Judging by the fact that Steelcase Inc. (NYSE:SCS) has experienced declining sentiment from the entirety of the hedge funds we track, it’s safe to say that there were a few fund managers who sold off their full holdings by the end of the first quarter. Interestingly, Israel Englander’s Millennium Management said goodbye to the biggest stake of the “upper crust” of funds followed by Insider Monkey, worth close to $12 million in stock, and Paul Marshall and Ian Wace’s Marshall Wace LLP was right behind this move, as the fund dropped about $9.5 million worth. These transactions are intriguing to say the least, as total hedge fund interest was cut by 7 funds by the end of the first quarter.
Let’s also examine hedge fund activity in other stocks – not necessarily in the same industry as Steelcase Inc. (NYSE:SCS) but similarly valued. These stocks are First Bancorp (NYSE:FBP), Verra Mobility Corporation (NASDAQ:VRRM), BrightView Holdings, Inc. (NYSE:BV), and Rush Enterprises, Inc. (NASDAQ:RUSHA). This group of stocks’ market values resemble SCS’s market value.

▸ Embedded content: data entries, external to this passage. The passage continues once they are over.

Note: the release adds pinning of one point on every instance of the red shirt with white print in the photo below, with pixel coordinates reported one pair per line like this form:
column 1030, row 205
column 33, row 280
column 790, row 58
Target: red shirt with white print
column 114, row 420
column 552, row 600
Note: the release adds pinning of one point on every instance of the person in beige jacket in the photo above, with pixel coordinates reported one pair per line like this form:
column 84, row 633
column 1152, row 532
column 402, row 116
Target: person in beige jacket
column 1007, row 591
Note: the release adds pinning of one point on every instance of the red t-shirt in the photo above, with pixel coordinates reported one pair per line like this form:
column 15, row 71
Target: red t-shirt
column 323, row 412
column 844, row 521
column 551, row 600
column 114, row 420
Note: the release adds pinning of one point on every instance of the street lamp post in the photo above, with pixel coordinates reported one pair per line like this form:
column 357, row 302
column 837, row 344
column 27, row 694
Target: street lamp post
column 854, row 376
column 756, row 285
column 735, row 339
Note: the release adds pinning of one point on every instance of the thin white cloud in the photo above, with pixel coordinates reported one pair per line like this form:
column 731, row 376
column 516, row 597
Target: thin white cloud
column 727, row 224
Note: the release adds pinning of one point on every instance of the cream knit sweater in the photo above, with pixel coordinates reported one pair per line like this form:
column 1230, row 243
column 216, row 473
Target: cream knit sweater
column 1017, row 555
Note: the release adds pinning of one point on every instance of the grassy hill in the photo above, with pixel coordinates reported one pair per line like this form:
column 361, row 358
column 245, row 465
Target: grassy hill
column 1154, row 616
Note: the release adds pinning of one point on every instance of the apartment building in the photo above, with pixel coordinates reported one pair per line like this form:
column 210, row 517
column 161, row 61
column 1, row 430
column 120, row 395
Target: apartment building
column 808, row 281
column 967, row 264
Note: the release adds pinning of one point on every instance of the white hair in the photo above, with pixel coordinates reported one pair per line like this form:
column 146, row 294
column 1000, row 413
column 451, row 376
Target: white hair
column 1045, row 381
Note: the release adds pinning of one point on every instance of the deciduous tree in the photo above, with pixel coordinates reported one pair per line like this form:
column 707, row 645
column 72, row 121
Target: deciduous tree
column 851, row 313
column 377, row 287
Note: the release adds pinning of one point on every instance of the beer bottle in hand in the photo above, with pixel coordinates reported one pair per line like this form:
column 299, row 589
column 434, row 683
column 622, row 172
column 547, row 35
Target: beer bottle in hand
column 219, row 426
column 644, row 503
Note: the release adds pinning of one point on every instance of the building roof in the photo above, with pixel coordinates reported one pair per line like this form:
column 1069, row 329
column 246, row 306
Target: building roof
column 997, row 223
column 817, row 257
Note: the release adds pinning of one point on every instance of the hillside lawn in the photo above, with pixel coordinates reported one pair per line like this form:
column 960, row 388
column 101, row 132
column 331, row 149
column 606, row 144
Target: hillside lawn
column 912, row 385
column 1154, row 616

|Ticker||No of HFs with positions||Total Value of HF Positions (x1000)||Change in HF Position|
View table here if you experience formatting issues.
As you can see these stocks had an average of 18 hedge funds with bullish positions and the average amount invested in these stocks was $111 million. That figure was $64 million in SCS’s case. First Bancorp (NYSE:FBP) is the most popular stock in this table. On the other hand BrightView Holdings, Inc. (NYSE:BV) is the least popular one with only 8 bullish hedge fund positions. Steelcase Inc. (NYSE:SCS) is not the most popular stock in this group but hedge fund interest is still above average. Our calculations showed that top 10 most popular stocks among hedge funds returned 41.4% in 2019 and outperformed the S&P 500 ETF (SPY) by 10.1 percentage points. These stocks gained 12.3% in 2020 through June 30th but still beat the market by 15.5 percentage points. Hedge funds were also right about betting on SCS, though not to the same extent, as the stock returned 23.2% during the second quarter and outperformed the market as well.